Neurotransmitters (NTs) are signaling molecules that can be released by a neuron at a chemical synapse. They act as chemical messengers from a presynaptic neuron to a postsynaptic cell, which may respond in either an excitatory or inhibitory manner. There are four classes of NTs, which are organized primarily according to structure: monoamines, amino acids, peptides and other structures. NTs and their metabolites are important in biological systems because their imbalance may lead to diseases such as schizophrenia, depression, Alzheimer’s disease and Parkinson’s disease. It is therefore important to be able to identify and quantify NTs. There are many challenges in detecting these molecules, however, including complex matrix interference, chemical instability and low concentrations.

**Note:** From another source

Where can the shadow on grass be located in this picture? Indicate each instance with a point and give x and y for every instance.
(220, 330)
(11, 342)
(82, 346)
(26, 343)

Previous studies have used liquid chromatography–mass spectrometry (LC-MS) to identify NTs and their metabolites in samples. While these studies indicate a good platform for quantitative detection, many have poor resolution, which is not ideal for future analysis. Yang et al. show that pairing high-performance liquid chromatography with high-resolution mass spectrometry (HPLC-HRMS) could help alleviate this issue and provide results that have both quantitative detection and ideal resolution.1 This study is the first to show simultaneous detection of NTs and their metabolites in the mouse hypothalamus using the Q Exactive hybrid quadrupole-Orbitrap mass spectrometer (Thermo Scientific), which is a benchtop LC-MS/MS system that combines quadrupole precursor ion selection with high resolution as well as accurate mass orbitrap mass analyzer based detection.
Yang et al. wished to establish a stable, reliable, sensitive and convenient method to monitor NTs and their metabolites. To accomplish this, the group first identified the best mode to use with the mass spectrometer, from the three options of full scan, selected ion monitoring and targeted MS2. When they compared the modes based on reproducibility and sensitivity, the group identified targeted MS2 as the best mode for identifying NTs and their metabolites. Next, they evaluated the system using calibration standards and quality-control samples to observe the feasibility of applying targeted MS2 to regulated bioanalysis. Their evaluation showed that using this mode gives sensitive, accurate, precise and stable results. Finally, the group applied their system by looking at mouse hypothalamus samples. Results from a test of 10 male mice showed a high concentration of γ-aminobutyric acid (GABA) and L-tyrosine (L-AA) in hypothalamus tissue, while homovanillic acid (HVA) and epinephrine (E) were at lower concentrations. This method verified the results of other studies and showed greater resolution.
The methods described in this paper show that the Q Exactive mass spectrometer is reliable with high sensitivity in the detection of NTs and their metabolites in a biological system. Furthermore, using the MS2 mode gave good sensitivity, accuracy and precision, showing the feasibility of using HPLC-HRMS for quantitative analysis. This shows great promise for future clinical applications, including disease identification and therapeutic monitoring.
1. Yang, Z.-L., et al. (2016) “An optimized method for neurotransmitters and their metabolites analysis in mouse hypothalamus by high performance liquid chromatography—Q Exactive hybrid quadrupole-orbitrap high-resolution accurate mass spectrometry,” Journal of Chromatography B, 1012–1013 (pp. 79–88).